La charité ou l’amour – il s’agit du même mot dans le Nouveau Testament – est le reflet le plus parfait de Dieu en nous. « Aimez-vous… comme je vous ai aimés ». Il faut prendre au sérieux ce comme : quand nous aimons, nous sommes comme le Seigneur. Ce caractère divin, s’il nous est gracieusement accordé, ouvre en nous la gratuité, le don et le pardon.

Le présupposé favorable : une règle pour vivre la charité

Nous sommes des êtres de relation. La charité implique que le chrétien, quel que soit le lieu où il est envoyé et le travail qu’il fait, a pour mission d’aller à la rencontre de l’autre et qu’il soit capable d’échanger positivement avec lui. Il est nécessaire pour cela de créer des conditions de dialogue. Dans les Exercices spirituels d’Ignace de Loyola, une règle s’applique entre celui qui donne et celui qui reçoit les exercices :

Pour que celui qui donne les exercices spirituels comme celui qui les reçoit s’aident mutuellement et qu’ils en tirent profit, [dans tout échange] il faut présupposer que tout bon chrétien doit être plus enclin à sauver la proposition du prochain qu’à la condamner ; et s’il ne peut la sauver, qu’il s’enquière de la manière dont il la comprend et, s’il la comprend mal, qu’il le corrige avec amour. Si cela ne suffit pas, qu’il cherche tous les moyens appropriés pour que, la comprenant bien, il se sauve.

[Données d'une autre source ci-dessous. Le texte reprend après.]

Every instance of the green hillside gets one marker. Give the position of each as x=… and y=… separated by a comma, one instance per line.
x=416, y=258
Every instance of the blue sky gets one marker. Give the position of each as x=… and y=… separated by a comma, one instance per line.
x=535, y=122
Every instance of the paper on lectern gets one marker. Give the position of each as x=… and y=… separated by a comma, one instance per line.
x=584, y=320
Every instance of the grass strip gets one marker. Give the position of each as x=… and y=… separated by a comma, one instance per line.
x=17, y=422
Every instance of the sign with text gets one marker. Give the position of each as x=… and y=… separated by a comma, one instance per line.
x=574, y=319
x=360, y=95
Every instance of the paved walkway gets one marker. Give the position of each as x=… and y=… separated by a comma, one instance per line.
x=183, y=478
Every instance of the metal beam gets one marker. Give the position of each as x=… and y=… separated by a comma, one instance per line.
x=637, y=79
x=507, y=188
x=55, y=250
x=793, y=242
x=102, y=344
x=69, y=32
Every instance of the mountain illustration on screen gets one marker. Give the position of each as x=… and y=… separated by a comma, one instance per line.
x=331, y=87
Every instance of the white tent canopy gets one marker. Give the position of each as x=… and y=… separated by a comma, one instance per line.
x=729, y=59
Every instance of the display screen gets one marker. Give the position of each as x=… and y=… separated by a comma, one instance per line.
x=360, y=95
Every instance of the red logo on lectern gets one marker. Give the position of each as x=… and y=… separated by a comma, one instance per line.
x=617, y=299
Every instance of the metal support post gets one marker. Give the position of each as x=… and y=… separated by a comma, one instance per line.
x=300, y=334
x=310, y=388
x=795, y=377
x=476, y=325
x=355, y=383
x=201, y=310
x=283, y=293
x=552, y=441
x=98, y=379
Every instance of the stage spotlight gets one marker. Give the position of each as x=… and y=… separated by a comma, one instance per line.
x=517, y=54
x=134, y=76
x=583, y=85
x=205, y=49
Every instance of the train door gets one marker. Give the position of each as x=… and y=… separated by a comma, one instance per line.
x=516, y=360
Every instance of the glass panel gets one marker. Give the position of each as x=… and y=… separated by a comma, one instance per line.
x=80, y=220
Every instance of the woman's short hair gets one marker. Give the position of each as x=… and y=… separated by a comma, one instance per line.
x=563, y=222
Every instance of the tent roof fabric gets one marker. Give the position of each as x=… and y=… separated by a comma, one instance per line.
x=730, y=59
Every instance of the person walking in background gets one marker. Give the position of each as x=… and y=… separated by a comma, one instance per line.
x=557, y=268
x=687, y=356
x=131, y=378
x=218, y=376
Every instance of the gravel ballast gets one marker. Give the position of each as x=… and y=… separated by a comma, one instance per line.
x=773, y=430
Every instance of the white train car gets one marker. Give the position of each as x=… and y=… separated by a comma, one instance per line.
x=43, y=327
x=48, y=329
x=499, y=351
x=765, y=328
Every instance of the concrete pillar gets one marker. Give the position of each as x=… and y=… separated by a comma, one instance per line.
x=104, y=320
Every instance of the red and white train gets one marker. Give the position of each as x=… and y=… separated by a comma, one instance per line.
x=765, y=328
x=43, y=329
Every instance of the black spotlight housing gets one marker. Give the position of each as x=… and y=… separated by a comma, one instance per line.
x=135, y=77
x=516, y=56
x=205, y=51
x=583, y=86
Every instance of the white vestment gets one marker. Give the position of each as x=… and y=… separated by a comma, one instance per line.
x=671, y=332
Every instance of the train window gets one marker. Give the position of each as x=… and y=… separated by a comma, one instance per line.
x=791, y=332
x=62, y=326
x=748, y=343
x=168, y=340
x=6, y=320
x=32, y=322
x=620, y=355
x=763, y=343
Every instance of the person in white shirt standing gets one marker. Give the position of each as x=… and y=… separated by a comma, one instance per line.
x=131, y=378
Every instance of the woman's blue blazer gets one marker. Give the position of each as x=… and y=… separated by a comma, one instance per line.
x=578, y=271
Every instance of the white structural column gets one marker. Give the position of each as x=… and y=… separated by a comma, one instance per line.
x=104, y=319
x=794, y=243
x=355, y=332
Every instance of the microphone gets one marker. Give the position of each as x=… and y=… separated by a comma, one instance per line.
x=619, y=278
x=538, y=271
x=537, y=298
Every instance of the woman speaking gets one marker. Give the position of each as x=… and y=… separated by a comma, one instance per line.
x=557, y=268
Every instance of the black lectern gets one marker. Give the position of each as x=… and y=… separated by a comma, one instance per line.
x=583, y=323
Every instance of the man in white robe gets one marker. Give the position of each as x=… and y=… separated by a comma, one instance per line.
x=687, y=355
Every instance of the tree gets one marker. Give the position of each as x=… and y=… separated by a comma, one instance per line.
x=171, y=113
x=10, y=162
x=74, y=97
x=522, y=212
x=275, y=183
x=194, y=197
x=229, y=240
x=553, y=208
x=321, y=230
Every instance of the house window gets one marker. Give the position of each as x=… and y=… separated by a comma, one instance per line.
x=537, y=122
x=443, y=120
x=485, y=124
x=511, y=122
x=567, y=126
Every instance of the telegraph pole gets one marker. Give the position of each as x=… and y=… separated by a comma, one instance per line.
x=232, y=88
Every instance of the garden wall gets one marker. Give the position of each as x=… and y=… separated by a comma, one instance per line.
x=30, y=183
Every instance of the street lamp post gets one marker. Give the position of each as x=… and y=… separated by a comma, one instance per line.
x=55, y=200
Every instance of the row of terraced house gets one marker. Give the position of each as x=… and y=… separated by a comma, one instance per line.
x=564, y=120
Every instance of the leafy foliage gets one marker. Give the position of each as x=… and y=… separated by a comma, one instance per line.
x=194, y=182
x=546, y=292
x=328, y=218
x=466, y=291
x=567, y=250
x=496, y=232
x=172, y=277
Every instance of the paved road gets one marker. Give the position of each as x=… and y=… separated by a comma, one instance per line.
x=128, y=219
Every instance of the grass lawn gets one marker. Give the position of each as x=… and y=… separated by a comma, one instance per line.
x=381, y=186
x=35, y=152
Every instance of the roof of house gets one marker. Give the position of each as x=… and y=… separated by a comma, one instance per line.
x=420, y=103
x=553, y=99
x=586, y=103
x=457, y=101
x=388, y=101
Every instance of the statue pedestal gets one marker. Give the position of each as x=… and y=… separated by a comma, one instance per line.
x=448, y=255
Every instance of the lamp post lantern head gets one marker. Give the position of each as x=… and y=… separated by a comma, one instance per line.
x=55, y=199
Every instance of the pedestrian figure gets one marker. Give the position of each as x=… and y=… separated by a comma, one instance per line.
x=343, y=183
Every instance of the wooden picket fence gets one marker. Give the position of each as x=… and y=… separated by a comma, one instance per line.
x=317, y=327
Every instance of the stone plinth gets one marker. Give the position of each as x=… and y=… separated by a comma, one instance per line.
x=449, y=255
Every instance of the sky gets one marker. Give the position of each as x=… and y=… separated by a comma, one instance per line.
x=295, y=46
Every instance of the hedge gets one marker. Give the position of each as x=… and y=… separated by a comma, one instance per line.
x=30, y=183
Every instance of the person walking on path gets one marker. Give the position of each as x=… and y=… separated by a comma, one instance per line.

Cette règle peut être généralisée à toute rencontre. Nous sommes souvent prompts à juger et condamner plutôt qu’à « sauver » la proposition de l’autre. Ce qui est en jeu ici, c’est de préserver la relation. Toute relation humaine est en effet possiblement en danger. En sauvant la proposition, de l’autre, je me sauve aussi : lorsque quelqu’un m’adresse la parole, il s’expose et prend le risque d’être sauvé – reconnu dans sa dignité et pour ce qu’il est – ou condamné.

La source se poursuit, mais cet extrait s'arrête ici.